Após a introdução do art. 28-A do Código de Processo Penal pela Lei n. 13.964/2019 (Pacote Anticrime), o Acordo de Não Persecução Penal (ANPP) passou a ser um dos principais institutos jurídicos possíveis ao Ministério Público para promover a justiça criminal.

O Acordo é geralmente oferecido antes do recebimento da Denúncia, dispensando a necessidade de prosseguimento da ação penal para ensejar a ressocialização do suposto autor. Para sua celebração, são necessárias a confissão formal e circunstanciada do autor, reparação do dano, renúncia aos bens, direitos ou instrumentos relacionados à prática ou resultado do crime, bem como prestação de serviços à comunidade, prestação pecuniária ou outra condição apta a promover a reeducação do acusado.

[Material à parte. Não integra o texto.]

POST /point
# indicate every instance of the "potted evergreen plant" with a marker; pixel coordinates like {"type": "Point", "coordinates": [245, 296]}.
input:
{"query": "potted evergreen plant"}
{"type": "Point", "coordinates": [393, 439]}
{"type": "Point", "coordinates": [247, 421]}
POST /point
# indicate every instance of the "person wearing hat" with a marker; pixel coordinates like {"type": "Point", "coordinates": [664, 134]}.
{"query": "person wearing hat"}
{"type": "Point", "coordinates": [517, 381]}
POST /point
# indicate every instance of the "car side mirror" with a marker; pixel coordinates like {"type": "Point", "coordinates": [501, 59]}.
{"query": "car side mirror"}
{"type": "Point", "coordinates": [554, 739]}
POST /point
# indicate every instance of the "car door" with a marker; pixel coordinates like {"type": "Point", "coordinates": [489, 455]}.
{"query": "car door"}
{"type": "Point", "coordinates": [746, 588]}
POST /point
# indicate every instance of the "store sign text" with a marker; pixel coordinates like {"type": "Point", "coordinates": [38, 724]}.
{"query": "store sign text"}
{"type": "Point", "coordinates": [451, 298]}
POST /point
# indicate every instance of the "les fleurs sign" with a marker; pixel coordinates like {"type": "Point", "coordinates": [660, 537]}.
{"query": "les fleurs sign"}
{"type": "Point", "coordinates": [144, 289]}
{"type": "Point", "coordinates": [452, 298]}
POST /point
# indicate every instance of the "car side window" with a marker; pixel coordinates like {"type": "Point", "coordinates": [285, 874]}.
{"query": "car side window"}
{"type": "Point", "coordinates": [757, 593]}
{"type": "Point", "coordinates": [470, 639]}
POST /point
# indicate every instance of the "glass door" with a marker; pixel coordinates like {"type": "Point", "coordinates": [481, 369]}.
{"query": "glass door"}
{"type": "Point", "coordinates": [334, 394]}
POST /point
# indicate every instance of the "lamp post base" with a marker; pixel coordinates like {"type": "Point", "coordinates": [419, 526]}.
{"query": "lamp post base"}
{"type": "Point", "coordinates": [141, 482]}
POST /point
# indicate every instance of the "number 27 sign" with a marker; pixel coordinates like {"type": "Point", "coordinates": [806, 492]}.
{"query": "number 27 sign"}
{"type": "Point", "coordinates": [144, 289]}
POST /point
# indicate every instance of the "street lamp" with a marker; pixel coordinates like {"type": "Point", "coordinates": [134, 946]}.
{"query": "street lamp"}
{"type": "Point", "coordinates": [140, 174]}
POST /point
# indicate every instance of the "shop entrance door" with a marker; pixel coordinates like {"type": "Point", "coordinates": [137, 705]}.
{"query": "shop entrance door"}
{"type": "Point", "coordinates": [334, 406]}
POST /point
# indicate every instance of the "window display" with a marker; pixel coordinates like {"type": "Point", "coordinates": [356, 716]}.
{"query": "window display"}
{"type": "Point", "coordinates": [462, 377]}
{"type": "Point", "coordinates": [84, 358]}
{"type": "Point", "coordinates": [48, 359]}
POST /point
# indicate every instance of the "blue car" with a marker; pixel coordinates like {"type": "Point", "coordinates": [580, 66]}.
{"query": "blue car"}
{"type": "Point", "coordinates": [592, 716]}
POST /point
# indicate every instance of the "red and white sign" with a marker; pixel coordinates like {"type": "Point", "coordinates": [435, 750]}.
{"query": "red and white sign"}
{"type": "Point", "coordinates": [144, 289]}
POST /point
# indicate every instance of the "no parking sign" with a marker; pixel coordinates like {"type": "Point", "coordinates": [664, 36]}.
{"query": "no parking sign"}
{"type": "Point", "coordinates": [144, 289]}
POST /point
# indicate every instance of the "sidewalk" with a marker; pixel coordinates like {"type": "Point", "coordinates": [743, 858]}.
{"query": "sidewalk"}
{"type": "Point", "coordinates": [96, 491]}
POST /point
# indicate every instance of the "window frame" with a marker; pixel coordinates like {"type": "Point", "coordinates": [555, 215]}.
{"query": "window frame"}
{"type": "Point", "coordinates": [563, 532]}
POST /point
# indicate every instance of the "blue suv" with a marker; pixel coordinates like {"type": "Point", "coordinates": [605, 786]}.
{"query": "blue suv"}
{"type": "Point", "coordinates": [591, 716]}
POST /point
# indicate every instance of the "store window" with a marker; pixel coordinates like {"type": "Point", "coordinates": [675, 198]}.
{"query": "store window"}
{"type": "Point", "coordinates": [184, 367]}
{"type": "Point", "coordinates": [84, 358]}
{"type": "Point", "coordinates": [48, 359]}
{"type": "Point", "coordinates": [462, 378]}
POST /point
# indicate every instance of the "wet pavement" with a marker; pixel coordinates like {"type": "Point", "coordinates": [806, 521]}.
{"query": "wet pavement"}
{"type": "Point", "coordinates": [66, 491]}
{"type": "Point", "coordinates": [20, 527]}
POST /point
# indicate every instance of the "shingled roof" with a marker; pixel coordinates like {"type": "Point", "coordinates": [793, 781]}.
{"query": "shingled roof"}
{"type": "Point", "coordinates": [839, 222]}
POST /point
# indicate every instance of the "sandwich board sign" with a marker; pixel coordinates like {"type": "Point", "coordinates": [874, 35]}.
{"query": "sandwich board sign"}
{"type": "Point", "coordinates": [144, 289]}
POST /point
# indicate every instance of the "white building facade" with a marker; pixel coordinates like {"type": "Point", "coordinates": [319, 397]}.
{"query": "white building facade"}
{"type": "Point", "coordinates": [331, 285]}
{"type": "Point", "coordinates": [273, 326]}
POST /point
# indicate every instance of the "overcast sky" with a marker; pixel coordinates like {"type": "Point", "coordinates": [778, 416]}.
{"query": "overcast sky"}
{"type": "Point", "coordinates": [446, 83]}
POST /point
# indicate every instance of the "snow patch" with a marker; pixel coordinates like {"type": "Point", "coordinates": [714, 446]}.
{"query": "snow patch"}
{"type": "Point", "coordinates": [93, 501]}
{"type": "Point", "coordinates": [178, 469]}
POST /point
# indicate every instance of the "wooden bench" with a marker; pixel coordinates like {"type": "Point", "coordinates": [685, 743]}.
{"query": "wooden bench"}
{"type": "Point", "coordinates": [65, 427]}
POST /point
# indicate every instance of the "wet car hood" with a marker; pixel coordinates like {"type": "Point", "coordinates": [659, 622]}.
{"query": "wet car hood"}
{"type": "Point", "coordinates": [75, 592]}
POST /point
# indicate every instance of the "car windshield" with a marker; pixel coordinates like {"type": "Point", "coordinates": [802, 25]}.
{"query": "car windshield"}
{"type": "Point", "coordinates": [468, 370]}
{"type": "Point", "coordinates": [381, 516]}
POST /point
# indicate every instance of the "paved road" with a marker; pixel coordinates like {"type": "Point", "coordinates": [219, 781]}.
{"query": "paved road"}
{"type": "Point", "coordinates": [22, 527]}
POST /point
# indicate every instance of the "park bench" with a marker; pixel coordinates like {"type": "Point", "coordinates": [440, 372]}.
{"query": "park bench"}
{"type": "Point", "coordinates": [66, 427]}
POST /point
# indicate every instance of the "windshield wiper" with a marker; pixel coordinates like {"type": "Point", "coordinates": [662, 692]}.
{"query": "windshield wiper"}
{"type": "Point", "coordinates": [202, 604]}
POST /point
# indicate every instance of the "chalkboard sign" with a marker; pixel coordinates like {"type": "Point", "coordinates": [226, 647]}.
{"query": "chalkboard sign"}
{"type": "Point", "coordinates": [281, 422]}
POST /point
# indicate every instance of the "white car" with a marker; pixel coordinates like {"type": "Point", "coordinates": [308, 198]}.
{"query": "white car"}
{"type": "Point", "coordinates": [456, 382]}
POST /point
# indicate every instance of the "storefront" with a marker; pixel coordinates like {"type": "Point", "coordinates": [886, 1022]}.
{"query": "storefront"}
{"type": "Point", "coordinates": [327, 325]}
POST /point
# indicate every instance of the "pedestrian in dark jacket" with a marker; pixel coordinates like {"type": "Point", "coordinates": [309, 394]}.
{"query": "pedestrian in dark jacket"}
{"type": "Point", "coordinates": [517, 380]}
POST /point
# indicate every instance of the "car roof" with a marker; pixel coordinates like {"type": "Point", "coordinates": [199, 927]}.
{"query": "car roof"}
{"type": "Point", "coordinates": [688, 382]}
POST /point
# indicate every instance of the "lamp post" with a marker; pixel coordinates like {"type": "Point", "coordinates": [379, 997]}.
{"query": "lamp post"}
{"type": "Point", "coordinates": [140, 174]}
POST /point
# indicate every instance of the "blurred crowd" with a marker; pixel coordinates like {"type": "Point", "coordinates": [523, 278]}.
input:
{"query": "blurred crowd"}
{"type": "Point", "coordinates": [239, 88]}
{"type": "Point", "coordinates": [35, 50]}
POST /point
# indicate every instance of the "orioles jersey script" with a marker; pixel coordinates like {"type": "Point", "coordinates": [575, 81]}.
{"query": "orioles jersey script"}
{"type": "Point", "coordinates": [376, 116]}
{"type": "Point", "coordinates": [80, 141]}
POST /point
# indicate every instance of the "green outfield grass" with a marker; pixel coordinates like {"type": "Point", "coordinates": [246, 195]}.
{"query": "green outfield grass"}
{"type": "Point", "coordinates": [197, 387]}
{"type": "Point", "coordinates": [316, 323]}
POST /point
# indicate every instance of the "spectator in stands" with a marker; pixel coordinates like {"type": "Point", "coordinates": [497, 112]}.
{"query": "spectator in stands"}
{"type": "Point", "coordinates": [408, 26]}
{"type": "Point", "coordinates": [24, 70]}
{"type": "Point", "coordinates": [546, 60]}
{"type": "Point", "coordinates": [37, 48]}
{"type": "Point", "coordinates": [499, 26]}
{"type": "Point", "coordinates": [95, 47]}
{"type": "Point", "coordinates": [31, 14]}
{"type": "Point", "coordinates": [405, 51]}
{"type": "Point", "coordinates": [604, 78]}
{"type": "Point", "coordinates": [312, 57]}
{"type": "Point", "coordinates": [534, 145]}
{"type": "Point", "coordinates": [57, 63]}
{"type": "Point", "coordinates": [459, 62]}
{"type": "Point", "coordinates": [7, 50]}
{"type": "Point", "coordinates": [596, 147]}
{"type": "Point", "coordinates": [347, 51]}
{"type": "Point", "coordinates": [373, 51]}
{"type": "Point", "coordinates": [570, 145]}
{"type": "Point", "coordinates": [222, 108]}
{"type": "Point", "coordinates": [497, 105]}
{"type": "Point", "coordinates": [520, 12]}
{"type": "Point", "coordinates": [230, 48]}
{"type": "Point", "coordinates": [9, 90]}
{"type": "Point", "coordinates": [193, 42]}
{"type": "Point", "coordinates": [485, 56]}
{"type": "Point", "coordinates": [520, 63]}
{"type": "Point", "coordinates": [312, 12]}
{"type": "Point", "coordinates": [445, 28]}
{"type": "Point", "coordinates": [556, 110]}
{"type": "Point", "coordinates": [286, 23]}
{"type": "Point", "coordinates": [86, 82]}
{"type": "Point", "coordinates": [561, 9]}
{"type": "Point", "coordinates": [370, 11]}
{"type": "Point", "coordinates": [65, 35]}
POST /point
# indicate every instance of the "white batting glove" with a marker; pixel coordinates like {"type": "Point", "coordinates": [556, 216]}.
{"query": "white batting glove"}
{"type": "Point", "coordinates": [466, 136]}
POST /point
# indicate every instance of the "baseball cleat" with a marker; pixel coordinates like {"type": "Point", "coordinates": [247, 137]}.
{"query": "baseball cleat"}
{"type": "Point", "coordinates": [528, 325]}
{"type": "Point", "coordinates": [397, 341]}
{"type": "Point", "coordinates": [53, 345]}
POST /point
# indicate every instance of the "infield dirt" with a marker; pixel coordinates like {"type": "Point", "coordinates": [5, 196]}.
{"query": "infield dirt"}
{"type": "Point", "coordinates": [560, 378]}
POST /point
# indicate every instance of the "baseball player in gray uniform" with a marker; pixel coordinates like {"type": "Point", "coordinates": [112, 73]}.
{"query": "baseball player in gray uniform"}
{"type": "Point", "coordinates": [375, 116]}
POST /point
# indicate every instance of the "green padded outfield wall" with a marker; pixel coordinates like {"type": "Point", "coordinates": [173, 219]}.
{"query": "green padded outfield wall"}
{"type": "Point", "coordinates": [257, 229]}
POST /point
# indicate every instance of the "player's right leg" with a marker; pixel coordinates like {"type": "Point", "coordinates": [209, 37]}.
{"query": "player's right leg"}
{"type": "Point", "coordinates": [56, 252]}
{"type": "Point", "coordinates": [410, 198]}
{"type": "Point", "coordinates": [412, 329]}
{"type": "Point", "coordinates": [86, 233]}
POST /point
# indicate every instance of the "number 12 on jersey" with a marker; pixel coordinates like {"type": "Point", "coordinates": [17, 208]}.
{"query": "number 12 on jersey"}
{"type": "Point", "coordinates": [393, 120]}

Apesar da expressão “poderá” que destacamos no caput, é mister salientar que o Ministério Público não dispõe da possibilidade de oferecer ou não o Acordo de Não Persecução Penal. Afinal, o princípio da objetividade prescreve que o Promotor de Justiça deve agir de acordo com o interesse público- diretamente extraído da comunhão das normas positivadas em nosso ordenamento. Por isso, caso um acusado se adeque aos requisitos para celebração do ANPP, não é equivocado dizer que o parquet tem a obrigação legal de oferecer o Acordo, sob pena de negligenciar a realização do interesse público.

Nessa toada, mediante cumprimento dos requisitos (abaixo) pelo acusado, alguns doutrinadores defendem a existência de um direito subjetivo à formulação de uma proposta justa de Acordo de Não Persecução Penal:

i) prática de infração penal sem violência ou grave ameaça, com pena mínima inferior a 4 anos;
ii) confissão formal e circunstanciada pelo investigado;
iii) necessidade e suficiência do acordo para a reprovação e prevenção do crime;
iv) ausência de reincidência e de antecedentes criminais específicos impeditivos
Ora, o legislador optou, mesmo durante uma ascensão do pensamento punitivista, à época da promulgação do pacote anticrime, por introduzir uma medida despenalizadora. É evidente que seu interesse era a desburocratização do direito penal, visando à efetividade, celeridade dos processos criminais. Também por isso, o interesse público tutelado pelo legislador e atrelado ao instituto do Acordo de Não Persecução Penal não pode ser negligenciado pelo órgão Ministerial.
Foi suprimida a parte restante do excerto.